We’re finally getting settled in our new home at the mission station in Kudjip, PNG. About a week ago we got back from a wonderful place called Dusin that is a bit farther “out in the bush”. Since we had no phone, internet or electricity for that matter, we were keeping an “analog blog” using pencil and paper. So what follows are some of the things that happened while we were there. If anyone wants to hear more, drop me an e-mail and I would love to share in more detail or answer specific questions.
11 days out of touch and off the grid- Part 1
After being in Papua New Guinea for only two days we boarded a Mission Aviation Fellowship (MAF) plane for Dusin located at 5800 ft elevation, deeper in the highlands. The locals can get there on foot but I’m told it’s nearly impossible for a newbie westerner like me to get there except by bush plane.
Dusin was one of the original Nazarene mission stations established in 1955, in the remote highlands of PNG. It now has a grass airstrip that is somewhere in the neighborhood of 1100’ long with an 11 deg. slope. It’s located on the side of a mountain with one end that drops off sharply to the valley below and the other end terminating at a heavily treed peak that comprises the rest of the mountain. To find out more about the history of the place in the old days, you can read the book “The Edge of Nowhere by Daryl A. Schendel”
Our purpose for coming here was to begin to learn Pidgin and get to know the culture that we are now living in. Except for the pilots that dropped us off, we were the only westerners. Dusin has no roads, no power and no communication with the outside except for the shortwave radio used to report the weather for the bush planes coming in and emergency communication with the mission station at Kudjip. Even so immediate outside help was not an easy option.
The flight from Mt. Hagen only takes about 30 minutes but it takes a healthy national three days of walking and one day in a PMV (the local public transportation) to go from Dusin to Mt. Hagen. They say we have Malo Malo legs (It means soft or mushy, like the runway was) and we wouldn’t make it because there are mountains to climb, rivers to ford and a maze of people speaking one or more of the 800 different languages of Papua New Guinea. I’m glad to say we arrived safe and sound after a bumpier than usual flight. The pilot said that the weather had deteriorated since that morning’s report and we had to do a couple of flybys to find a hole in the clouds. Even so I never saw the runway until we were 30 seconds from landing. I was warned ahead of time that because of the runway’s length and slope, the pilots intentionally stall the plane right before setting down. He told me when you hear the stall alarm, you know you’re doing it right.

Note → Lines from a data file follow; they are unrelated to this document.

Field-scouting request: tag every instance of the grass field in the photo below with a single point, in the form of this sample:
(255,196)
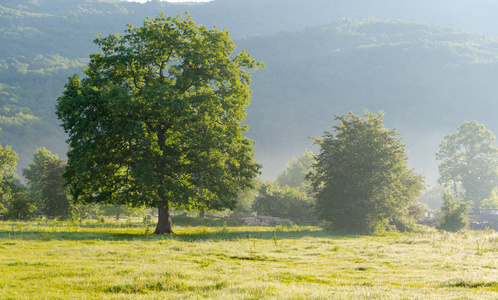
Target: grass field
(41,260)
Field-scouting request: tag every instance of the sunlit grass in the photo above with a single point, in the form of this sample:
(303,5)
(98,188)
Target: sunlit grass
(95,261)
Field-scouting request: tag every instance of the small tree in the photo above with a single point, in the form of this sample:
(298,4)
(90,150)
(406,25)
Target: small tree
(361,181)
(469,158)
(454,213)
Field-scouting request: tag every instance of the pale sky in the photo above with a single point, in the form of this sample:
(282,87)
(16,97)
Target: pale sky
(143,1)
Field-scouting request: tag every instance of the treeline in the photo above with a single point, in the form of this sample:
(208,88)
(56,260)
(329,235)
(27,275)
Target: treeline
(338,60)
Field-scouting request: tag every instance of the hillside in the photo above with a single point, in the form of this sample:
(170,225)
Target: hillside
(323,58)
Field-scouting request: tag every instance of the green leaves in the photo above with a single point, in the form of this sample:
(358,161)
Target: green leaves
(469,158)
(361,179)
(156,121)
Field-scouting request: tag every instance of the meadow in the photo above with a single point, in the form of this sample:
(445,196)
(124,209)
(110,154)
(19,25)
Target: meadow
(59,260)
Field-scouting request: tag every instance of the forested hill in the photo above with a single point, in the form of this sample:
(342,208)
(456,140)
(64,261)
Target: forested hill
(427,79)
(323,57)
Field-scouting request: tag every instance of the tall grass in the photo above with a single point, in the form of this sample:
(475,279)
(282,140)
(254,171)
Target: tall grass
(57,260)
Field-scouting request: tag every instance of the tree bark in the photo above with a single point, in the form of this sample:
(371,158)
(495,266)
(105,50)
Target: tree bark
(164,224)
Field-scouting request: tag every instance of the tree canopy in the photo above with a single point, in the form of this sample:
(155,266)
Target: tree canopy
(469,158)
(157,120)
(361,181)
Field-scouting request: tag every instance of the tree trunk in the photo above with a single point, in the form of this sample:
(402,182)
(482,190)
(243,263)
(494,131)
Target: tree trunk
(164,224)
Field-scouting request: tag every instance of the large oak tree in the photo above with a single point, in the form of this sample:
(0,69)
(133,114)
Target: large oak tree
(157,120)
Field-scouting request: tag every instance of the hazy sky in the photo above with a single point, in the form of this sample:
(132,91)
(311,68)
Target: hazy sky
(143,1)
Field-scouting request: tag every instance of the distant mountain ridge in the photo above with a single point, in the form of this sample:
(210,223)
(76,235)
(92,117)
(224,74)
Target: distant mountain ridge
(323,57)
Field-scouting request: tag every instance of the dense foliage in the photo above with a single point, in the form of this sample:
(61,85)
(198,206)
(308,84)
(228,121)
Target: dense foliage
(156,122)
(361,181)
(415,72)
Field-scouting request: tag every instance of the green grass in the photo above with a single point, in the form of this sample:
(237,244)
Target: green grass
(116,261)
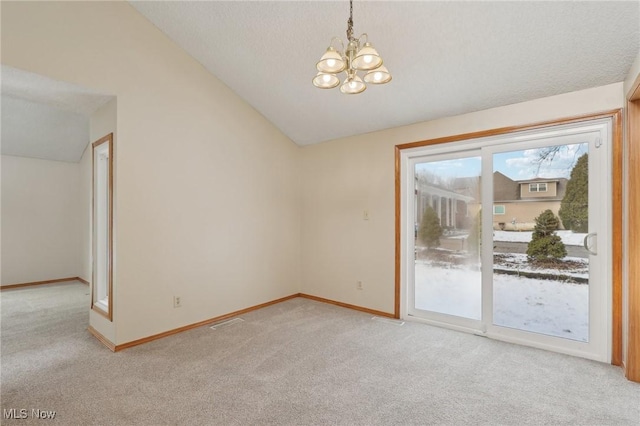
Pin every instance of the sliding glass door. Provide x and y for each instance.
(508, 237)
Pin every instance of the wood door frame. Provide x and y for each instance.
(632, 167)
(108, 139)
(616, 230)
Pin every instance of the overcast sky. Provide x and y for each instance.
(517, 165)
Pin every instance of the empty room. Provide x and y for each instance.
(320, 212)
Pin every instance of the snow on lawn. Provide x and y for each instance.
(543, 306)
(519, 262)
(568, 237)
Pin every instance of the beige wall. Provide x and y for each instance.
(207, 189)
(344, 177)
(634, 74)
(40, 220)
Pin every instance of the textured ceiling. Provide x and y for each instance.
(446, 58)
(45, 118)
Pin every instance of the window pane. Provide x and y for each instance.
(447, 221)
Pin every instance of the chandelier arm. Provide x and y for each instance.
(340, 40)
(350, 22)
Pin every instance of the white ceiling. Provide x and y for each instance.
(45, 118)
(446, 58)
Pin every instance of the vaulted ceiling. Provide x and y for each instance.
(44, 118)
(446, 58)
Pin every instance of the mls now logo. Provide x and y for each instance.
(23, 413)
(14, 413)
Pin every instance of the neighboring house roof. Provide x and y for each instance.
(504, 188)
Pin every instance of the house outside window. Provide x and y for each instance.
(538, 187)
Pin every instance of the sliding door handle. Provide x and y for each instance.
(591, 248)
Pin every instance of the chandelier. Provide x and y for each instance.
(358, 56)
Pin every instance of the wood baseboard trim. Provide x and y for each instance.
(117, 348)
(58, 280)
(347, 305)
(110, 345)
(200, 324)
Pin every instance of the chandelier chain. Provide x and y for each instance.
(350, 22)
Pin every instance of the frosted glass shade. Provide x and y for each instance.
(379, 75)
(367, 58)
(331, 62)
(325, 81)
(353, 86)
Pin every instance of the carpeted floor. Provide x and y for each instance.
(299, 362)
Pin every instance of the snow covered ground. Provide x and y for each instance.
(568, 237)
(544, 306)
(519, 262)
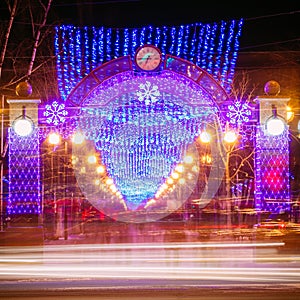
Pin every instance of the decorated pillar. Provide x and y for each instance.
(24, 205)
(272, 187)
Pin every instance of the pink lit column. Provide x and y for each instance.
(272, 187)
(24, 205)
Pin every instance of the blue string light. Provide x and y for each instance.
(202, 44)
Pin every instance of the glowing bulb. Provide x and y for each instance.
(92, 159)
(78, 138)
(23, 127)
(188, 159)
(54, 138)
(275, 126)
(205, 137)
(230, 136)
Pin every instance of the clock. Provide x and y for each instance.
(148, 57)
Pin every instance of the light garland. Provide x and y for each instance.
(202, 44)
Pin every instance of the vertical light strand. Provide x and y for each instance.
(193, 43)
(94, 48)
(117, 43)
(58, 55)
(226, 54)
(100, 43)
(66, 64)
(134, 41)
(86, 55)
(186, 42)
(219, 50)
(205, 46)
(173, 37)
(126, 42)
(164, 41)
(200, 39)
(142, 36)
(211, 49)
(234, 52)
(179, 41)
(108, 44)
(72, 55)
(150, 35)
(157, 36)
(78, 54)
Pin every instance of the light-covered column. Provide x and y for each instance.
(272, 187)
(24, 200)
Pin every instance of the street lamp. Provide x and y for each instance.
(23, 125)
(275, 125)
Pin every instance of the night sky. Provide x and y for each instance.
(267, 24)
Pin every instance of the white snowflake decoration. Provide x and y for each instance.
(148, 94)
(55, 113)
(238, 113)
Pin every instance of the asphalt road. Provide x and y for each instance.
(143, 271)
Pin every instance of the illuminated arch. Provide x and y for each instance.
(142, 126)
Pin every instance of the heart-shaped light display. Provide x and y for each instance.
(142, 130)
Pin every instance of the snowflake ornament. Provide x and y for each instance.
(148, 93)
(238, 113)
(55, 113)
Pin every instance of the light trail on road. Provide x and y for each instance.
(239, 262)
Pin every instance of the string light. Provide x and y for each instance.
(75, 48)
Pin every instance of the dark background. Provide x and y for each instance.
(267, 24)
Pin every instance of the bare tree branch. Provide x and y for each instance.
(11, 20)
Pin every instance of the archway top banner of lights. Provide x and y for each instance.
(212, 47)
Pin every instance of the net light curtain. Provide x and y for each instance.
(213, 47)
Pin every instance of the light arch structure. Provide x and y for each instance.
(142, 126)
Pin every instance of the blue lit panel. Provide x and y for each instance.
(24, 174)
(272, 171)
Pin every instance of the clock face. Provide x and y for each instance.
(148, 57)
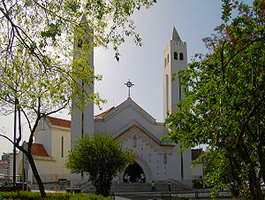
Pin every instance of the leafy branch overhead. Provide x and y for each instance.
(45, 51)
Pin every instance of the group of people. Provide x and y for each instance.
(127, 179)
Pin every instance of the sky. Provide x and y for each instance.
(193, 19)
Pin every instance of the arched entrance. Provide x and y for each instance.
(135, 174)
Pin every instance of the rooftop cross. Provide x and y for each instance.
(129, 84)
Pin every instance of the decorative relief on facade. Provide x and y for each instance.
(134, 141)
(165, 158)
(136, 134)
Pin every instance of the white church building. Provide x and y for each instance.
(130, 124)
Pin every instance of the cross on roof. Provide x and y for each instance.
(129, 84)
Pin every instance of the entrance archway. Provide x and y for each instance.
(135, 172)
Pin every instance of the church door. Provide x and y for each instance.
(135, 174)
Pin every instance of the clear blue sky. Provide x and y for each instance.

We have a comfortable house to stay in that used to be the home of Verne Ward and his family for eight years. We packed in the food we would need and water came to us courtesy of the almost daily rain showers that filled the tank on the side of the house. “Running” water was provided by the hand pump mounted outside. It’s very nice by local standards but compared to back home, it is best described as “rustic”.